🤖 AI Summary
This paper addresses sequential hypothesis testing for streaming data under constraints of limited communication bandwidth, scarce computational resources, and stringent privacy requirements. We propose the Query/Hit (Q/H) learning framework, wherein a passive party performs hypothesis verification solely by issuing symbolic queries and observing response latency—without accessing raw data or transmitting sensitive features. To our knowledge, this is the first formalization of such a query-latency–driven sequential inference paradigm. We design the Dynamic Scout-Sentinel Algorithm (DSSA), integrating a mutual information neural estimator to enable adaptive, low-overhead query policy optimization. Theoretically grounded in sequential analysis and streaming modeling, DSSA jointly optimizes statistical efficiency and privacy preservation. Empirical evaluation on real-world datasets—including mouse trajectories, typography patterns, and touch interaction logs—demonstrates significant reductions in both false alarm rate and detection delay compared to multiple state-of-the-art baselines.
📝 Abstract
This work introduces the Query/Hit (Q/H) learning model.

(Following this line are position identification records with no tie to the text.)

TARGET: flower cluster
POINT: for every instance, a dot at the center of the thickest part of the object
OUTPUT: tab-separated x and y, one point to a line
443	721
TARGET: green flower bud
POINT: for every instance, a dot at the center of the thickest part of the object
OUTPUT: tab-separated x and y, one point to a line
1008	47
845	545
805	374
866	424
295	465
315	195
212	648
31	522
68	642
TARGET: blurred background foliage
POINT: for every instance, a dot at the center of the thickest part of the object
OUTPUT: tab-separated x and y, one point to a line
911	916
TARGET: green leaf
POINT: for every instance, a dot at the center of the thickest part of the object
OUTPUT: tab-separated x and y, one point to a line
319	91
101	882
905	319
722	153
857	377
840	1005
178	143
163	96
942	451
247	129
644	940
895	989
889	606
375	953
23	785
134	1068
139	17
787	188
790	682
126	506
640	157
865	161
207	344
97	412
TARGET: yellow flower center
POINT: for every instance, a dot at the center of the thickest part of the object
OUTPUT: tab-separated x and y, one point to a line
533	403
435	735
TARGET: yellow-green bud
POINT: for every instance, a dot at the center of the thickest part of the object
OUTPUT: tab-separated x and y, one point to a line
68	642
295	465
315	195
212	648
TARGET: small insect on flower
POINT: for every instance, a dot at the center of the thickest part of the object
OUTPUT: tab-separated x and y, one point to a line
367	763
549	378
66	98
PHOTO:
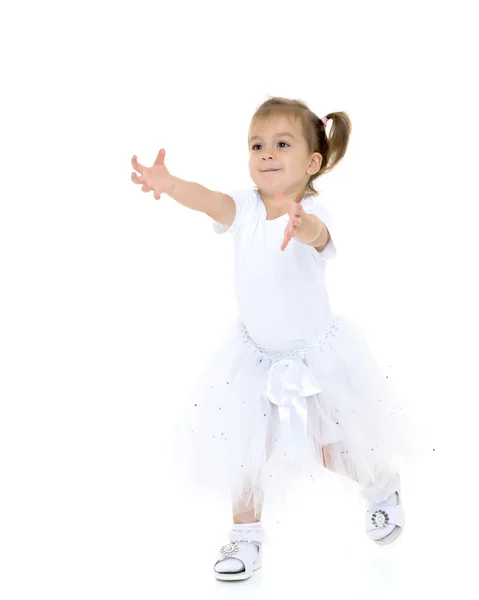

The setup consists of two agents. One agent, Alice, has access to a streaming source, while the other, Bob, does not have direct access to the source. Communication occurs through sequential Q/H pairs: Bob sends a sequence of source symbols (queries), and Alice responds with the waiting time until each query appears in the source stream (hits). This model is motivated by scenarios with communication, computation, and privacy constraints that limit real-time access to the source. The error exponent for sequential hypothesis testing under the Q/H model is characterized, and a querying strategy, the Dynamic Scout-Sentinel Algorithm (DSSA), is proposed. The strategy employs a mutual information neural estimator to compute the error exponent associated with each query and to select the query with the highest efficiency. Extensive empirical evaluations on both synthetic and real-world datasets -- including mouse movement trajectories, typesetting patterns, and touch-based user interactions -- are provided to evaluate the performance of the proposed strategy in comparison with baselines, in terms of probability of error, query choice, and time-to-detection.